Matrix subspace projection loss

An alternative way to obtain a more interpretable latent space is to encourage a subspace to predict the labels themselves, rather than appending them to the latents. With appropriate additions to the loss function, we can ensure that the subspace spanned by the label-predicting latents is orthogonal to the subspace spanned by the remaining unconstrained latents. This is the idea of the matrix subspace projection loss.

For example, imagine we are tracking 4 body parts, each with their own x-y coordinates for each frame. This gives us 8 dimensions of behavior to predict. If we fit a CAE with 10 latent dimensions, we will use 8 of those dimensions to predict the 8 marker dimensions - one latent dimension for each marker dimension. This leaves 2 unconstrained dimensions to predict remaining variability in the images not captured by the labels. The model is trained by minimizing the mean square error between the true and predicted images, as well as the true and predicted labels. Unlike the conditional autoencoder described above, this new loss function has an additional hyperparameter that governs the tradeoff between image reconstruction and label reconstruction.

To fit a single autoencoder with the matrix subspace projection loss (and the default CAE BehaveNet architecture), edit the model_class and msp.alpha parameters of the ae_model.json file:

{
"experiment_name": "ae-example",
"model_type": "conv",
"n_ae_latents": 12,
"l2_reg": 0.0,
"rng_seed_model": 0,
"fit_sess_io_layers": false,
"ae_arch_json": null,
"model_class": "cond-ae-msp",
"msp.alpha": 1e-4,
"conditional_encoder": false
}

The msp.alpha parameter needs to be tuned for each dataset, but msp.alpha=1.0 is a reasonable starting value if the labels have each been z-scored.

Note

The matrix subspace projection model implemented in BehaveNet learns a linear mapping from the original latent space to the predicted labels that does not contain a bias term. Therefore you should center each label before adding them to the HDF5 file. Additionally, normalizing each label by its standard deviation can make searching across msp weights less dependent on the size of the input image.

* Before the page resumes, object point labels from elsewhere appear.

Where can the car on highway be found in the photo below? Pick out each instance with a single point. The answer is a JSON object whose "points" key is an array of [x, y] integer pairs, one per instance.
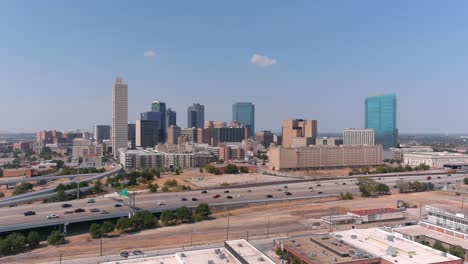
{"points": [[52, 216], [137, 252]]}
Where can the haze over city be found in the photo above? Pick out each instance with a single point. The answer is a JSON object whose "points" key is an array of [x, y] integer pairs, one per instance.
{"points": [[308, 59]]}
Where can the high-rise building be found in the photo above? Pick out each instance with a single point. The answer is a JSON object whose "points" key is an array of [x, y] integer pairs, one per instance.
{"points": [[244, 113], [299, 131], [173, 134], [381, 114], [147, 133], [359, 136], [171, 118], [160, 107], [101, 133], [196, 116], [119, 116]]}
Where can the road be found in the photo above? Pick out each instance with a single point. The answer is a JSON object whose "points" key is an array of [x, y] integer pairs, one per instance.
{"points": [[14, 219]]}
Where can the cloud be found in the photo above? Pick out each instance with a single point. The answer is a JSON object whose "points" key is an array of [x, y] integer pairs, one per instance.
{"points": [[149, 53], [262, 60]]}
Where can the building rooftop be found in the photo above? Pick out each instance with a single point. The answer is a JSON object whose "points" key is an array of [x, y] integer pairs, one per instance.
{"points": [[324, 249], [374, 211], [393, 249]]}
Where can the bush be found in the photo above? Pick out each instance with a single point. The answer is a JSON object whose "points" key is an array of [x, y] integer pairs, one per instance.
{"points": [[33, 239], [56, 238], [95, 230]]}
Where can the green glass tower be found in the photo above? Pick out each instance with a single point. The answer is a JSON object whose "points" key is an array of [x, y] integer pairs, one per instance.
{"points": [[381, 112]]}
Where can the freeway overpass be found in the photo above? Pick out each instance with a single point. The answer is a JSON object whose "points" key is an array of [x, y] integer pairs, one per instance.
{"points": [[12, 219]]}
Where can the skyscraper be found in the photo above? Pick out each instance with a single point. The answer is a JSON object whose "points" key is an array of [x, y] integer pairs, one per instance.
{"points": [[196, 116], [160, 107], [119, 116], [171, 118], [381, 114], [244, 113]]}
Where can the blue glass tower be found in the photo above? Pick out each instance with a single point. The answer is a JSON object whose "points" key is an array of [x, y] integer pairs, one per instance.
{"points": [[244, 113], [381, 114]]}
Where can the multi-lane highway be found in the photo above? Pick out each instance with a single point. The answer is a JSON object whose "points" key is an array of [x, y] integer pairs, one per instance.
{"points": [[14, 218]]}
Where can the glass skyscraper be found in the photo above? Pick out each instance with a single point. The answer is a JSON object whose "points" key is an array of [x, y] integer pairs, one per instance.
{"points": [[381, 114], [244, 113]]}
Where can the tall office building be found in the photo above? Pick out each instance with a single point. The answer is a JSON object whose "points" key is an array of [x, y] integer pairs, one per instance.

Then to fit the model, use the ae_grid_search.py function using this updated model json. All other input jsons remain unchanged.

Partitioned subspace variational autoencoder

One downside to the MSP model introduced in the previous section is that the representation in the unsupervised latent space may be difficult to interpret. The partitioned subspace VAE (PS-VAE) attempts to remedy this situation by encouraging the unsupervised representation to be factorized, which has shown to help with interpretability (see paper here).

To fit a single PS-VAE (and the default CAE BehaveNet architecture), edit the model_class, ps_vae.alpha, ps_vae.beta, and ps_vae.anneal_epochs parameters of the ae_model.json file:

{
"experiment_name": "ae-example",
"model_type": "conv",
"n_ae_latents": 12,
"l2_reg": 0.0,
"rng_seed_model": 0,
"fit_sess_io_layers": false,
"ae_arch_json": null,
"model_class": "ps-vae",
"ps_vae.alpha": 1000,
"ps_vae.beta": 10,
"ps_vae.anneal_epochs": 100,
"conditional_encoder": false
}

The ps_vae.alpha and ps_vae.beta parameters need to be tuned for each dataset. See the guidelines for setting these parameters here.

Then to fit the model, use the ae_grid_search.py function using this updated model json. All other input jsons remain unchanged. See the hyperparameter search guide for information on how to efficiently search over the ps_vae.alpha and ps_vae.beta hyperparameters.